Description:

Joseph Gleeson, MD

The developmental origins and lineage relationships of human CNS cells remain poorly understood. Neural cells often arise far from their final destinations, following complex, evolutionary constrained migration routes. While vertebrate models provide critical insight, they tend to fall short modeling of neuropsychiatric and other conditions like neural tube defects. Differences between mouse and human are emerging that could help explain vulnerabilities, especially for certain cell populations implicated in disease risk. Traditional lineage-tracing methods are infeasible in humans. To overcome this, we leverage somatic mosaic variants as natural barcodes to map neurogenesis in the human brain. Neural somatic mosaicism refers to the presence of genetic mosaic variants within cells.
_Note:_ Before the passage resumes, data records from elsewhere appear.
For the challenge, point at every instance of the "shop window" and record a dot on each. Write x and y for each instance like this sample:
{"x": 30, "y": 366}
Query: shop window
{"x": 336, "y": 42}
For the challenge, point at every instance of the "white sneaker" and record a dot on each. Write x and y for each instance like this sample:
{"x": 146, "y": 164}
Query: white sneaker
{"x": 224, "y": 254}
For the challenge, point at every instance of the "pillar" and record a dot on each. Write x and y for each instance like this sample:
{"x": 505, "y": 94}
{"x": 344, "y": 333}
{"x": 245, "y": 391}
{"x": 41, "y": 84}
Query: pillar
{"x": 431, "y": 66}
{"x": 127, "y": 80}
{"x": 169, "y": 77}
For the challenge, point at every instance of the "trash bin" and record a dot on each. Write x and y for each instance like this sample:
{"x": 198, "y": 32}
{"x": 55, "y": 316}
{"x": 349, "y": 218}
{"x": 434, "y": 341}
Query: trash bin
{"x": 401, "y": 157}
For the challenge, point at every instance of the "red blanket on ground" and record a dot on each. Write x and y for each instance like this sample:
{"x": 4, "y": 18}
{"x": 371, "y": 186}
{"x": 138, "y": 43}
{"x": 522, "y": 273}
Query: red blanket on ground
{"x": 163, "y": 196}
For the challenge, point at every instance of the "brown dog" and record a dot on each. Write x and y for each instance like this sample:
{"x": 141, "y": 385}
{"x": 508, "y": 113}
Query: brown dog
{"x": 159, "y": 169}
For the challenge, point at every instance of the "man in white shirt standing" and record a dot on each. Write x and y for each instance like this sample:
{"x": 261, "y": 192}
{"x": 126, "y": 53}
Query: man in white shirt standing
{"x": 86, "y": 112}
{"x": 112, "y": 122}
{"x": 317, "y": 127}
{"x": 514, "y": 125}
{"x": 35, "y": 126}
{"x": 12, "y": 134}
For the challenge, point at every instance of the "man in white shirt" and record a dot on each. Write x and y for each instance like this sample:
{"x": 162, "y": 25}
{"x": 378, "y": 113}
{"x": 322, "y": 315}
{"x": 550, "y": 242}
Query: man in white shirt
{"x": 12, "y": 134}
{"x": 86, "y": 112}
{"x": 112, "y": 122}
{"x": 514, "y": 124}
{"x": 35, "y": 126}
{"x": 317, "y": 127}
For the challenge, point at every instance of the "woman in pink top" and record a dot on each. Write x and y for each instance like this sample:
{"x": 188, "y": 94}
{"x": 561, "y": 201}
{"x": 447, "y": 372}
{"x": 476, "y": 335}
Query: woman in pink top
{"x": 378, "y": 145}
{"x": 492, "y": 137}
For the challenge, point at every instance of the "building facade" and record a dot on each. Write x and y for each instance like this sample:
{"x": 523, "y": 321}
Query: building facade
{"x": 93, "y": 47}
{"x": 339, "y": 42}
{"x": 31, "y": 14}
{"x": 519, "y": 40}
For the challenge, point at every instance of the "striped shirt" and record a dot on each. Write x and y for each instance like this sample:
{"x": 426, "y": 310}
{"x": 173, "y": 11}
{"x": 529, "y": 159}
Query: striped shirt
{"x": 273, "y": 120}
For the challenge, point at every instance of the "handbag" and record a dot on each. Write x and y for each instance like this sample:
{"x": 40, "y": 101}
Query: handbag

Mosaic variants can occur from embryogenesis through adulthood, and are faithfully inherited by daughter cells. While some mosaic variants lead to disease, the vast majority are benign, where they can serve as inert lineage barcodes. We have developed methodology to interrogate mosaic variants in healthy humans to reveal patterns of neurogenesis that are surprisingly distinct in some ways from prior vertebrate model data. (1) Telencephalic cells are lineage-restricted at the midline before anterior–posterior restriction. (2) A subset of interneurons derives from dorsal neocortical progenitors. (3) Neural crest clones migrate rostrocaudally within the neural tube, later segregating into either sensory or sympathetic ganglia. These lineage patterns diverge from vertebrate models, with implications for human-specific vulnerabilities to neurodevelopmental and neuropsychiatric disorders.